BlackBerry Deutschland GmbH, Bochum, 44799, Germany.
Sci Rep. 2015 May 15;5:10247. doi: 10.1038/srep10247.
Sample-tagging is designed for identification of accidental sample mix-up, which is a major issue in re-sequencing studies.
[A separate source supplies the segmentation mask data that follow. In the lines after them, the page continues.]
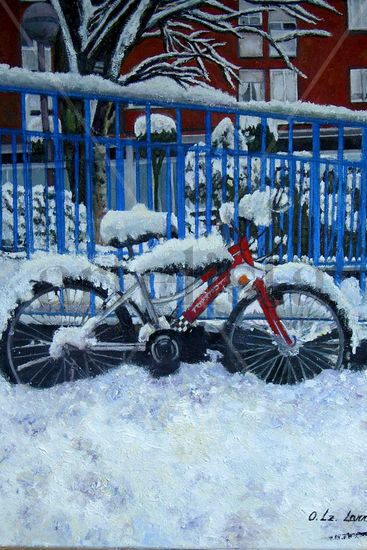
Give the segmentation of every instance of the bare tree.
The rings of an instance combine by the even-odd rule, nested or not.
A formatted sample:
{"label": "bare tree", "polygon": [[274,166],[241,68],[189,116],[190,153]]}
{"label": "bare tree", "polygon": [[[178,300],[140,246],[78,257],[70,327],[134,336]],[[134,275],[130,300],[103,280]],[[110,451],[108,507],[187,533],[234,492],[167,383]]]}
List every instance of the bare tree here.
{"label": "bare tree", "polygon": [[[328,32],[319,28],[321,20],[314,8],[336,12],[328,0],[248,0],[246,9],[239,9],[239,2],[233,0],[50,1],[60,20],[68,70],[86,75],[93,73],[98,63],[102,76],[121,85],[158,75],[183,86],[209,82],[207,65],[215,63],[230,85],[235,86],[238,67],[225,58],[222,49],[225,42],[216,38],[219,34],[236,38],[248,33],[260,35],[289,68],[302,74],[289,59],[284,44],[301,36],[328,36]],[[311,27],[273,37],[261,28],[239,22],[241,16],[278,9]],[[122,71],[134,48],[153,37],[161,39],[162,53],[148,56],[128,72]],[[94,131],[108,131],[106,106],[97,108]],[[101,157],[101,151],[96,153]],[[103,174],[101,185],[102,180]],[[97,191],[101,191],[100,184],[96,182]],[[103,191],[97,201],[98,211],[103,205]]]}

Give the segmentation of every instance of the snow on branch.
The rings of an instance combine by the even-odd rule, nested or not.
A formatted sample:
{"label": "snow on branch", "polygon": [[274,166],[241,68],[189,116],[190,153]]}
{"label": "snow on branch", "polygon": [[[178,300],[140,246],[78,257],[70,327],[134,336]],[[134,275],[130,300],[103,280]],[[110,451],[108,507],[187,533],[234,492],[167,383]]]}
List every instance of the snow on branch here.
{"label": "snow on branch", "polygon": [[[239,23],[240,18],[264,11],[281,10],[296,20],[318,26],[313,8],[337,12],[329,0],[248,0],[246,8],[219,0],[50,0],[62,27],[71,72],[90,74],[104,61],[103,76],[118,81],[121,68],[133,49],[146,38],[160,38],[164,51],[133,67],[122,84],[147,80],[158,74],[181,84],[209,80],[207,63],[219,66],[233,86],[238,67],[221,51],[225,40],[213,33],[243,38],[254,33],[267,40],[286,65],[302,75],[282,44],[301,36],[328,36],[320,28],[300,29],[281,37]],[[161,72],[159,72],[161,63]],[[303,75],[304,76],[304,75]]]}

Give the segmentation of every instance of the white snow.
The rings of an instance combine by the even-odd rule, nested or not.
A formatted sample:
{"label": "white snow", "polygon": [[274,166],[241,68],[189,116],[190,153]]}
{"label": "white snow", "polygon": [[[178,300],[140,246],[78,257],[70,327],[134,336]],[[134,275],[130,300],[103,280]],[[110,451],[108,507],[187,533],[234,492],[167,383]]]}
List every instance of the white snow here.
{"label": "white snow", "polygon": [[208,237],[187,237],[170,239],[158,244],[150,252],[129,261],[131,272],[145,273],[173,267],[196,269],[214,262],[233,261],[220,235],[213,233]]}
{"label": "white snow", "polygon": [[[177,221],[171,215],[171,226],[177,230]],[[101,221],[101,237],[108,244],[117,239],[120,242],[128,240],[144,240],[146,235],[163,237],[167,233],[167,213],[153,212],[144,204],[136,204],[131,210],[110,210]]]}
{"label": "white snow", "polygon": [[[274,387],[215,361],[45,391],[0,379],[0,542],[335,548],[363,530],[342,520],[364,511],[366,398],[364,373]],[[338,523],[308,520],[328,507]]]}
{"label": "white snow", "polygon": [[97,344],[96,338],[91,338],[87,330],[83,327],[61,327],[52,339],[50,345],[50,356],[53,359],[62,357],[65,345],[70,345],[79,350],[87,349]]}
{"label": "white snow", "polygon": [[[171,134],[172,138],[176,135],[176,123],[173,118],[153,113],[150,116],[150,130],[152,135]],[[134,133],[136,137],[144,137],[147,133],[147,117],[139,116],[134,124]]]}
{"label": "white snow", "polygon": [[247,193],[239,202],[238,214],[255,225],[268,226],[272,222],[272,193],[270,187],[266,191],[257,189]]}
{"label": "white snow", "polygon": [[300,117],[317,117],[343,119],[354,122],[367,122],[367,111],[352,111],[335,105],[317,105],[297,101],[238,102],[236,97],[210,86],[190,86],[183,88],[167,77],[156,77],[147,82],[120,86],[97,75],[81,76],[75,73],[38,73],[0,64],[0,79],[3,86],[26,86],[39,90],[62,91],[63,93],[84,93],[93,97],[113,95],[121,98],[151,99],[157,101],[198,103],[205,106],[226,106],[239,108],[248,113],[272,113],[278,115],[295,115]]}
{"label": "white snow", "polygon": [[[253,193],[247,193],[238,203],[238,215],[241,218],[254,222],[255,225],[268,226],[272,222],[272,213],[276,190],[268,185],[264,191],[256,189]],[[286,193],[281,196],[280,203],[286,203]],[[278,205],[279,206],[279,205]],[[219,208],[219,216],[223,223],[230,225],[234,218],[234,203],[224,202]]]}

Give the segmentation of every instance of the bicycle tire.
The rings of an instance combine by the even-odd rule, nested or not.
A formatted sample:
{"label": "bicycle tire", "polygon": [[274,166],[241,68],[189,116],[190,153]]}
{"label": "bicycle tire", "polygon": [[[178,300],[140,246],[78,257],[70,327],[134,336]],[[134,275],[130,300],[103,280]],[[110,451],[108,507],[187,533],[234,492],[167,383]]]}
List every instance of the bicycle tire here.
{"label": "bicycle tire", "polygon": [[[223,363],[227,370],[250,372],[267,383],[296,384],[323,370],[349,366],[352,331],[344,310],[330,296],[307,285],[287,284],[268,289],[268,294],[287,332],[295,338],[294,349],[282,347],[275,337],[257,296],[245,297],[225,327]],[[298,305],[292,296],[298,296]]]}
{"label": "bicycle tire", "polygon": [[[112,350],[103,350],[103,354],[92,348],[73,350],[67,360],[50,356],[56,330],[78,326],[90,316],[87,308],[94,304],[97,311],[107,296],[105,289],[89,281],[67,279],[61,286],[36,284],[32,298],[18,305],[3,335],[3,373],[12,383],[47,388],[94,377],[121,364],[123,354]],[[75,309],[70,309],[71,306]],[[101,342],[136,341],[126,307],[120,306],[109,324],[98,326],[95,337]]]}

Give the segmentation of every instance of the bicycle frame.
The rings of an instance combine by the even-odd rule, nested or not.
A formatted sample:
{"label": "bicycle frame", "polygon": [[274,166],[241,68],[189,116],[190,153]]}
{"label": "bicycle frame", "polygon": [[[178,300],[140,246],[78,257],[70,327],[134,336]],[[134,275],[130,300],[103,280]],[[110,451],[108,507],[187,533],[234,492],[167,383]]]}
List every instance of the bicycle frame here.
{"label": "bicycle frame", "polygon": [[[233,263],[225,271],[218,274],[217,268],[212,267],[208,269],[208,271],[206,271],[203,275],[201,275],[201,277],[196,279],[194,283],[185,288],[182,292],[162,299],[151,299],[143,276],[135,274],[136,283],[128,288],[124,294],[121,294],[120,297],[112,304],[112,306],[108,307],[107,303],[104,311],[101,312],[99,315],[90,318],[85,323],[84,328],[86,330],[92,331],[113,311],[118,309],[125,302],[129,301],[135,291],[139,289],[145,300],[150,322],[155,329],[159,329],[160,325],[158,315],[155,310],[155,305],[174,302],[177,299],[187,296],[189,292],[192,292],[203,283],[209,283],[209,286],[207,287],[205,292],[200,294],[194,300],[191,306],[186,309],[181,317],[176,320],[172,325],[172,329],[177,329],[178,327],[181,327],[181,331],[186,330],[198,319],[198,317],[200,317],[200,315],[208,308],[208,306],[215,300],[215,298],[217,298],[219,294],[221,294],[223,290],[230,285],[231,272],[236,267],[245,263],[251,267],[254,266],[254,260],[252,258],[248,241],[245,236],[241,237],[238,244],[230,246],[228,248],[228,251],[233,256]],[[214,281],[210,282],[212,279],[214,279]],[[256,278],[252,282],[251,288],[255,289],[259,304],[264,312],[269,327],[271,328],[275,336],[280,338],[287,346],[292,346],[294,344],[294,341],[288,335],[284,324],[279,318],[276,312],[275,304],[270,299],[267,293],[264,281],[261,278]],[[182,326],[184,327],[184,329],[182,329]]]}

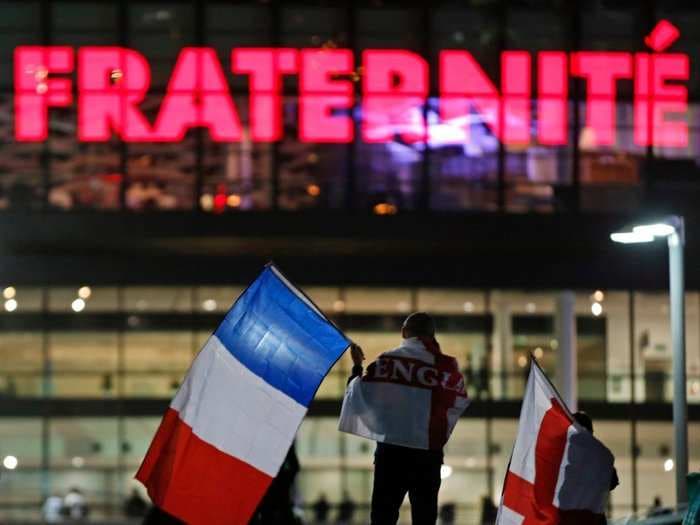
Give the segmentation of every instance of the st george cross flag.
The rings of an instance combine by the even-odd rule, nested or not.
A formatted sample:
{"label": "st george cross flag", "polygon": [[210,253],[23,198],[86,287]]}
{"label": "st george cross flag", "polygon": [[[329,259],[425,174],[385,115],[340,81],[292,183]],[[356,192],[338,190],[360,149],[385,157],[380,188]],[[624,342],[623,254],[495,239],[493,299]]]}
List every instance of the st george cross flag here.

In this work, we develop a model to measure the information content of SNPs, so that we can optimize a panel of SNPs that approach the maximal information for discrimination. The analysis shows that as low as 60 optimized SNPs can differentiate the individuals in a population as large as the present world, and only 30 optimized SNPs are in practice sufficient in labeling up to 100 thousand individuals. In the simulated populations of 100 thousand individuals, the average Hamming distances, generated by the optimized set of 30 SNPs are larger than 18, and the duality frequency, is lower than 1 in 10 thousand. This strategy of sample discrimination is proved robust in large sample size and different datasets. The optimized sets of SNPs are designed for Whole Exome Sequencing, and a program is provided for SNP selection, allowing for customized SNP numbers and interested genes. The sample-tagging plan based on this framework will improve re-sequencing projects in terms of reliability and cost-effectiveness.
样本标记旨在识别意外的样本混淆,这是重测序研究中的一个主要问题。在这项工作中,我们开发了一个模型来测量单核苷酸多态性(SNP)的信息含量,以便我们能够优化一组SNP,使其接近用于区分的最大信息。分析表明,低至60个优化的SNP就能区分像当今世界这么大的人群中的个体,而实际上仅30个优化的SNP就足以标记多达10万人。在10万人的模拟群体中,由30个优化SNP组成的集合产生的平均汉明距离大于18,对偶频率低于万分之一。这种样本区分策略在大样本量和不同数据集中被证明是稳健的。优化的SNP集合是为全外显子组测序设计的,并且提供了一个用于SNP选择的程序,允许定制SNP数量和感兴趣的基因。基于此框架的样本标记计划将在可靠性和成本效益方面改进重测序项目。